Exponent rules are essential when simplifying algebraic expressions, as they determine how to handle powers of numbers or variables. One of the most fundamental rules is the product of powers rule: \(a^{n} \cdot a^{m} = a^{n+m}\). This rule tells us that when we multiply two powers with the same base, we add the exponents.

In our exercise, applying this rule is crucial. When distributing \(xy\) into \(x^{-1}+y^{-1}\), we look at terms like \(x^{2}y \cdot x^{-1}\). Using the product of powers rule, we simplify \(x^{2-1}\), resulting in \(x^{1}\), which is simply \(x\).

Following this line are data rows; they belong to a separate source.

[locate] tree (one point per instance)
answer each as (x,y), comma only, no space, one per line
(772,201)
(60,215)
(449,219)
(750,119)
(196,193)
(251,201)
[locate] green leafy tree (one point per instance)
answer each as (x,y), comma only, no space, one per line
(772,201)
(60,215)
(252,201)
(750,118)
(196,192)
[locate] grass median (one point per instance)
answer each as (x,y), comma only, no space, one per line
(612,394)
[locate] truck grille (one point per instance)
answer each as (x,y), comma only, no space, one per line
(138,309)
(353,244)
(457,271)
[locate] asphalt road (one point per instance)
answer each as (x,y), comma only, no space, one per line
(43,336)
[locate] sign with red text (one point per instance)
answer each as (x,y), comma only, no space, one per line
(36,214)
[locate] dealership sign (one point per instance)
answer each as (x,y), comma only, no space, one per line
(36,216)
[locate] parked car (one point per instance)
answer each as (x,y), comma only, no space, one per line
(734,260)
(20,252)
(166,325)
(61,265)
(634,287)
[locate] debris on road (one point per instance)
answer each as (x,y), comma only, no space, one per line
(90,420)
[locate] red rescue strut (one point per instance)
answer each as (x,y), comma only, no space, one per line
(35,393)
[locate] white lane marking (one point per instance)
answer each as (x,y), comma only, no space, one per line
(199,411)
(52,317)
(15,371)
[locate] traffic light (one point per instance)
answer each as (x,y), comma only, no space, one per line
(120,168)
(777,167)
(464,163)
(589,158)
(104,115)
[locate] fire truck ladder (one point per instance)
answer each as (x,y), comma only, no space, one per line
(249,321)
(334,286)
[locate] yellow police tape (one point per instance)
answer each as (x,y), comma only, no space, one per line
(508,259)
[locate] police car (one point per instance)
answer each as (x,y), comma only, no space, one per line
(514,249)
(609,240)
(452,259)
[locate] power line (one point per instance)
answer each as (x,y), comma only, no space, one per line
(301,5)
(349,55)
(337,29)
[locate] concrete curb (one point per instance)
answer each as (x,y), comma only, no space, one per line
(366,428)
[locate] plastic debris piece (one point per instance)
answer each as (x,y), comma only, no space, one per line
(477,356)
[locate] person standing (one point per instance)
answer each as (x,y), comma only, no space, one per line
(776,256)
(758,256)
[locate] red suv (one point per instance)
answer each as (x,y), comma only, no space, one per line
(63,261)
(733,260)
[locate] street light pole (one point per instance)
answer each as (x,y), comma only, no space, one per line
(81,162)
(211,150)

Likewise, for the term \(xy^{2} \cdot y^{-1}\), using the same rule, \(y^{2-1}\) becomes \(y\). Understanding these exponent rules allows us to simplify expressions correctly and is vital in algebra.

The distributive property in algebra is a critical concept that helps us understand how to multiply across terms within parentheses. It allows us to simplify expressions by ensuring each term in the parenthesis is multiplied by the factor outside.

In this example, the expression \(xy(x^{-1}+y^{-1})\) uses distribution to multiply \(xy\) with both \(x^{-1}\) and \(y^{-1}\). This step results in two separate terms: \(x^{2}y \cdot x^{-1}\) and \(xy^{2} \cdot y^{-1}\).

• First, multiply \(xy\) with \(x^{-1}\) to get \(x^{2}y \cdot x^{-1}\).
• Second, multiply \(xy\) with \(y^{-1}\) to obtain \(xy^{2} \cdot y^{-1}\).

This distribution step helps break down complex expressions into simpler parts, making them more manageable to solve.

Combining like terms is a straightforward but powerful tool that can significantly simplify algebraic expressions. Like terms are terms that share the same variable factors raised to the same power. Once identified, we can easily add or subtract these terms.

After using distribution and applying exponent rules in our exercise, we moved to combine like terms. We ended with \(xy + xy\). Notice that these terms are alike because both have the variables \(x\) and \(y\) raised to the same power. Therefore, they can be combined.

• Combine terms \(xy + xy\) to simplify the expression to \(2xy\).

By recognizing and combining like terms, we streamline our algebraic expression to its simplest form, giving us a clear and concise result.